WWE Champion Big E has discussed issues surrounding race in the wrestling business and if he has ever experienced racism in WWE.
Big E became only the fourth man of African-American heritage to capture the WWE Championship when he cashed in his Money In The Bank briefcase on Bobby Lashley back in September.
Speaking on Breakfast Club Power 101.5 FM, The New Day star was first asked about WWE Chairman Vince McMahon’s more controversial actions such as saying the ‘n’ word on television and if any of these things reflect badly on Big E himself:
“I don’t get flack for it. I guess I see myself as, I don’t want to say light in an area of darkness, but sometimes you have to work from within. We all work for these massive systems and there are certain beliefs and views that I don’t necessarily agree with or feel. But I feel like my presence in WWE, I still feel like I can reach people, I can motivate people, that I can still show like, ‘hey, this is how I feel, this is how I see the world.’ So, within the system, it’s a massive platform and I don’t want to lose that.”
Big E then revealed he spoke to McMahon about himself and Kofi Kingston taking a stand on WWE television after the brutal murder of Geroge Floyd:
“So I haven’t necessarily asked Vince about his political views or donations, but there are things that I wanted to do, smaller gestures, but things that matter to me. After George Floyd, Kofi and I decided we needed to show people, ‘hey, we are with you and we are feeling the same pain you are, we are crying the same tears.’”
“So, I went up to Vince and said, ‘hey, we want to kneel and throw a fist up, is that cool? I just want to run it by you.’ He said, ‘yeah,’ it was no problem whatsoever and that’s what we did. I’m not saying we changed the world by any means, but a lot of things that I felt were important to me, this past year especially, and I feel like George Floyd’s death touched me in a way.”
“I think it had a lot to do with, I wasn’t jumping on a plane with all these distractions, I had to sit with this, we all had to sit with this. There are things that I want to accomplish and that I want to do. Especially when you see these black kids at shows.”
“We are here to entertain kids from all backgrounds and ethnicities, but there’s just something too, you can look out and see a young black girl or boy and they remind you of yourself, or my sisters when I was young and that means a lot to me. To let them know that just because we are on TV and have money or fame or whatever it is, that doesn’t make us above feeling the way that you feel. I’m hurting like you hurt.”

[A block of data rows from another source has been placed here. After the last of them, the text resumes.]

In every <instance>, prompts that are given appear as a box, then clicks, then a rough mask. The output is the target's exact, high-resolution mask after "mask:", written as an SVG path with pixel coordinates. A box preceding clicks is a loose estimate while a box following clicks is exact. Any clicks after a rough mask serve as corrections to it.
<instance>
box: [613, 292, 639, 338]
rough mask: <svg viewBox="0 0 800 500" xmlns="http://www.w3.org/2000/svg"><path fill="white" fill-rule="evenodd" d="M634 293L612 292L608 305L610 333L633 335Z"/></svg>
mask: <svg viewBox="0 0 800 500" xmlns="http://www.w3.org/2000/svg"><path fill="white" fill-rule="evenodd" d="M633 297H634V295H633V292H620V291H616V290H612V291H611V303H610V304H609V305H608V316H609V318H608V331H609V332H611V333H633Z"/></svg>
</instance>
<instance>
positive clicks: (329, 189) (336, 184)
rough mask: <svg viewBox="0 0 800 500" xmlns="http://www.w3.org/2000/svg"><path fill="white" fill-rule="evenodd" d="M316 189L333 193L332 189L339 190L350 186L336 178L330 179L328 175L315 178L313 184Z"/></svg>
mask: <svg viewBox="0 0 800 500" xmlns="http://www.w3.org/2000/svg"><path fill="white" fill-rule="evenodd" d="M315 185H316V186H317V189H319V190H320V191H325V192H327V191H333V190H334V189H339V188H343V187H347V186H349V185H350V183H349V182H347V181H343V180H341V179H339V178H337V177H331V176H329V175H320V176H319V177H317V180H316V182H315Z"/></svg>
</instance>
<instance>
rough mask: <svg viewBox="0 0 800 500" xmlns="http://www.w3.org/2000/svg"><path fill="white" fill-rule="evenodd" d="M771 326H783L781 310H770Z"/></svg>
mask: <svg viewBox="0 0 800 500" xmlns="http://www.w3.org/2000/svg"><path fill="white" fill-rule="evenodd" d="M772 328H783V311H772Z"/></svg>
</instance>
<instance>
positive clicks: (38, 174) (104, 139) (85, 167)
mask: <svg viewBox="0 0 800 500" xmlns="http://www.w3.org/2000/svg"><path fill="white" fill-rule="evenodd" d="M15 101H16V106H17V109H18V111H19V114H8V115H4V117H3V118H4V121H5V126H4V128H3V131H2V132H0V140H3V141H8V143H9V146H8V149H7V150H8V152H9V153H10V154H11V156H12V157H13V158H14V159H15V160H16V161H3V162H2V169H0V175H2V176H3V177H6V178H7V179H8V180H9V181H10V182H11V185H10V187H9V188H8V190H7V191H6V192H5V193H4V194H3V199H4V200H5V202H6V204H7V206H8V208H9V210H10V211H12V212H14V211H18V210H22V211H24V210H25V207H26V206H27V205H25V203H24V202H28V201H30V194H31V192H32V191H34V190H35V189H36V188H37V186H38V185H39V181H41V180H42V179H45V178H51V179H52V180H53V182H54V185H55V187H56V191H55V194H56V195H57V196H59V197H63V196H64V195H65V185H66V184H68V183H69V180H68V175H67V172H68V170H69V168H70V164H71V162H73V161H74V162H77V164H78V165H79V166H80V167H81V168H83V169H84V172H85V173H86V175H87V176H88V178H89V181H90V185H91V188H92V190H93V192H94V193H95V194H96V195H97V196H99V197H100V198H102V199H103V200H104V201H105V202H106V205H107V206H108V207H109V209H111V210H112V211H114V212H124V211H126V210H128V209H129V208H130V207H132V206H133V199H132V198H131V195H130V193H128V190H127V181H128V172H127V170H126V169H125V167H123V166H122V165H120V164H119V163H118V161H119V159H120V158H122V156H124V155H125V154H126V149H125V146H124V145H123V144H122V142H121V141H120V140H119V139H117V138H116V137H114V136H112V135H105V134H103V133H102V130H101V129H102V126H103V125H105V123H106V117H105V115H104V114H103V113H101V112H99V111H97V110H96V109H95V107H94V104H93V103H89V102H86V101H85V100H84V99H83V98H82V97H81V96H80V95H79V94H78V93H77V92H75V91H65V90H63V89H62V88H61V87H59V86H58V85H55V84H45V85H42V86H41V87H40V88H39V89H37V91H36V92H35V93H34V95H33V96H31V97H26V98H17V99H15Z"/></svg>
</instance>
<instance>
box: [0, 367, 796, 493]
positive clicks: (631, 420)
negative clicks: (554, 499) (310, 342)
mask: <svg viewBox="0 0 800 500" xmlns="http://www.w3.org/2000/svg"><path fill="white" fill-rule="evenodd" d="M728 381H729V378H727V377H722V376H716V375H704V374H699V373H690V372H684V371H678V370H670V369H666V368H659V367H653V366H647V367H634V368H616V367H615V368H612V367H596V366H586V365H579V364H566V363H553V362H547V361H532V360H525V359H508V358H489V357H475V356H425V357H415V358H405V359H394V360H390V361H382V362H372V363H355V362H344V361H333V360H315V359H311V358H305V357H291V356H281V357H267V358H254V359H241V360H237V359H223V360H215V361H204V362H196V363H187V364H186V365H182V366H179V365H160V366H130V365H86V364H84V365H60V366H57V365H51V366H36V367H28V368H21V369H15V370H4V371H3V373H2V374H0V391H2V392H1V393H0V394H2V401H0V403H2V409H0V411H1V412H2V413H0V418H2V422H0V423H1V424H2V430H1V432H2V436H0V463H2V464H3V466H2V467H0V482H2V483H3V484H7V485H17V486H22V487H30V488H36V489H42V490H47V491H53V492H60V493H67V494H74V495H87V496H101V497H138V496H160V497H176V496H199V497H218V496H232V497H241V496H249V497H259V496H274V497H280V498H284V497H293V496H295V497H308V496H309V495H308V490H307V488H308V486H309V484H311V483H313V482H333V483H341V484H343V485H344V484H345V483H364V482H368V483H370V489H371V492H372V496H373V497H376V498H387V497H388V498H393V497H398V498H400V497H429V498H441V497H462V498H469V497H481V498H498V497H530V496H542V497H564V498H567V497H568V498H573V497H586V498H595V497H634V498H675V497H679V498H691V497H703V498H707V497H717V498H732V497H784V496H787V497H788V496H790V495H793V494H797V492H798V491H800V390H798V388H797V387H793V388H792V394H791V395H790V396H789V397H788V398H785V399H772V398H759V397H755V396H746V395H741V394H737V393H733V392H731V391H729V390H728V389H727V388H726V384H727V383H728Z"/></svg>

The WWE Champion then discussed how important it was to all three members of The New Day to be able to be themselves in their roles, and not be pigeon-holed as many wrestlers of colour have been in the past:
“It has been important for us, the three of us are nerds, we are comic book nerds so we wanted to really just be ourselves. I think too often, in our industry you would see talent of colour put in certain boxes like you have to be a rapper or dancers. We came out with bright colours, just doing silly stuff and the response, at first was rocky, but we just wanted to show people you can be yourselves, you can be unique, and still be proudly black.”
Big E was then asked if he had ever had to deal with racism in WWE. Thankfully the WWE Champion says it’s not something he has experienced:
“In WWE, no, honest I haven’t. I will say, as far as our representation on TV we are getting to where we need to be. It’s always a work in progress. Often times if there are issues it would present themselves as, people see you a certain way and they want you to, as a character go, ‘oh you’re a big black man,’ so this is the role you need to play.”
“Our goal with The New Day was to start tearing down those boxes so people don’t see performers. When they see a black woman, they think she needs to be doing certain things. I look at somebody like Bianca, she’s so dope to me because not only is she an incredible athlete, but she’s so authentic.”
“What you see on-screen is who she is off-screen and I think we are getting more of those black characters on TV that are authentic and feel like one of us.”